Wait, what the hell was I talking about?

Oh, yeah. I’d like to see authors, myself included, talk less about their books. And by the way, apologizing profusely before launching into a rant about how damn good your book is doesn’t help; in fact, it draws more attention to that fact that all you do is talk about yourself. Because you’ve been apologizing an awful hell of a lot lately.

But seriously, readers can change the way we authors promote ourselves. If you love our books, you can share our posts and retweet our tweets, so that we don’t have to post and tweet the same thing 42 times. You can leave a review on Amazon, and then head over to GoodReads, and go on and on about how damn good Good As Gone is. You can spread the word. You’re the best messenger. You have control over who remains published and who returns to their day job. And your favorite authors, I can tell you, will be eternally grateful. Because the only thing authors like more than praising their own books,  is reading praise for their books written by others.
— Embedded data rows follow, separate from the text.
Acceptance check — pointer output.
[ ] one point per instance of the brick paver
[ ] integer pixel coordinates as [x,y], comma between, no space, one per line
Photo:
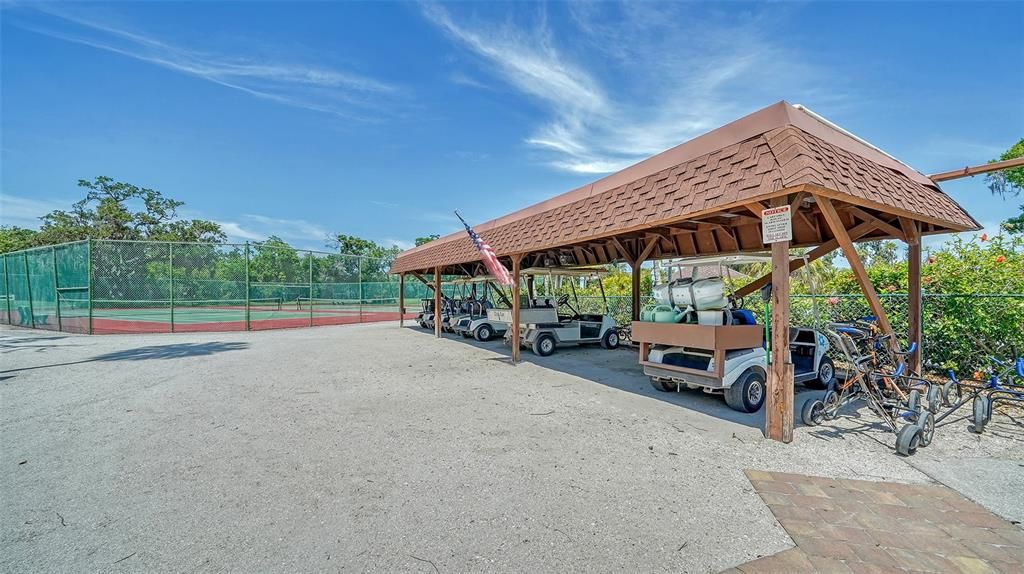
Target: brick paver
[878,527]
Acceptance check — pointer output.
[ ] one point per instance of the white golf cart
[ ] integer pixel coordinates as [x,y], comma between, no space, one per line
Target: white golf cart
[698,338]
[553,321]
[473,320]
[496,321]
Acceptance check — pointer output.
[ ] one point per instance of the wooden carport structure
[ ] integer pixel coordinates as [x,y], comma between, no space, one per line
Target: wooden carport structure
[706,196]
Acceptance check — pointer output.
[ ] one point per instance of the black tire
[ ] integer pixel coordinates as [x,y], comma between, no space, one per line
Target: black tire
[907,440]
[812,413]
[544,345]
[748,393]
[932,396]
[980,413]
[927,425]
[826,374]
[610,340]
[664,386]
[950,393]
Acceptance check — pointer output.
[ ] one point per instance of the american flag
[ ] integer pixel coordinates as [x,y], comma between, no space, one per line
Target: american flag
[487,255]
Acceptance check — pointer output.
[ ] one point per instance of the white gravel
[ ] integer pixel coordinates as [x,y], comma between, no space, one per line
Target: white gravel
[374,448]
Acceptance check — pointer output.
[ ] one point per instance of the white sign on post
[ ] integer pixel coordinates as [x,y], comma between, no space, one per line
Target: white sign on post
[776,224]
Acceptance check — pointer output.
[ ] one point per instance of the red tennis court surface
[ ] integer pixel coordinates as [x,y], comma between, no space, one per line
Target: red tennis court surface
[112,325]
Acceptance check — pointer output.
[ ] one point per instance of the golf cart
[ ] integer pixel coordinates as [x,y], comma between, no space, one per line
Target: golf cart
[699,337]
[546,324]
[479,320]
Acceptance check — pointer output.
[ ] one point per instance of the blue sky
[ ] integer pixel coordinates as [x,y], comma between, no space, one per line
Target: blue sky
[378,119]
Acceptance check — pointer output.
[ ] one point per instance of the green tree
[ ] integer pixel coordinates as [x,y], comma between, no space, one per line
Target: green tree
[1008,182]
[111,211]
[1015,225]
[16,238]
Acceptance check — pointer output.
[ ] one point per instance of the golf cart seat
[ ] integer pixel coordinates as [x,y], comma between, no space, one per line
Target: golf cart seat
[743,317]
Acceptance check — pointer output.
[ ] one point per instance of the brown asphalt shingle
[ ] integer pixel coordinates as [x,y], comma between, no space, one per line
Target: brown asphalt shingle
[787,155]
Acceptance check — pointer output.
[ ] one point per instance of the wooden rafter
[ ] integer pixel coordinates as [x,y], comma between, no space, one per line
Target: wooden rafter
[817,253]
[881,223]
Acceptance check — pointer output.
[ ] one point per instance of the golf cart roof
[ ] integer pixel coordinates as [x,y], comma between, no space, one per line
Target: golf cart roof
[566,271]
[476,279]
[717,260]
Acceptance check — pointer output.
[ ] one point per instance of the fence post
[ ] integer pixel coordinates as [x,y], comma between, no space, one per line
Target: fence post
[6,288]
[247,287]
[170,274]
[56,288]
[89,277]
[310,256]
[28,282]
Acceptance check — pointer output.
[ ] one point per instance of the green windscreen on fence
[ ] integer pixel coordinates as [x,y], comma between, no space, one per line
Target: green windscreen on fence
[111,287]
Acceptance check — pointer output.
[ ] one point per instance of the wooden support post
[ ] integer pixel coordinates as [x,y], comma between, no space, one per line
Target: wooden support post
[636,293]
[401,300]
[437,302]
[516,259]
[914,295]
[778,402]
[856,265]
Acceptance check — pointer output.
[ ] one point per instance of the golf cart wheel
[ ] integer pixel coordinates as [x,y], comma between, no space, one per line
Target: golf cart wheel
[483,333]
[544,345]
[830,402]
[932,396]
[981,407]
[907,440]
[826,374]
[950,393]
[927,426]
[748,393]
[610,339]
[664,386]
[813,412]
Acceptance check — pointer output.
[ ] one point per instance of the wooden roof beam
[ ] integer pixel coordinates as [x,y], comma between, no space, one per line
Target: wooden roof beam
[881,223]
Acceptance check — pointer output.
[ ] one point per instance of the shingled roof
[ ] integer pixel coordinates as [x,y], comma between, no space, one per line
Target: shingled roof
[775,150]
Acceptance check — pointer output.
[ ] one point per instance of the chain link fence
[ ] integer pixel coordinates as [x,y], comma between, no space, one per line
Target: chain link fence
[111,287]
[108,287]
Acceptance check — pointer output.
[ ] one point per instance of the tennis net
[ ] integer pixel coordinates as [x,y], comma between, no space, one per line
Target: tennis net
[261,304]
[305,303]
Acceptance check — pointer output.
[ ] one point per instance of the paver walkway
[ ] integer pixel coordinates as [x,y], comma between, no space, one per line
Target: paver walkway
[864,526]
0 thoughts on “Stop Talking About Your Book — Let Me Do It

  • Todd Ritter

    Great points, Doug. I’m probably a very bad Twitter user in that I barely talk about my books at all there. I find it vulgar, in some ways, to constantly be shouting “Buy my book! Buy my book!” I’m more content to be the person shouting “Buy this author’s book! Buy this author’s book!” And, since I’ve already been lucky enough to read GOOD AS GONE, I can tell everyone who reads this comment to “Buy that book!”

  • Helen Ginger

    It’s an amazing feeling when someone reviews your book and gives it high praise. It’s similar to getting that first glimpse of your newborn child.

    I do review books by other authors. They’re always positive reviews. Not because I know these authors (sometimes I do, sometimes I don’t know them),but because I only review books I like. If I don’t like the book, then I don’t review it. I’m sure others will love that book that wasn’t a fit for me. So I leave it for them to review.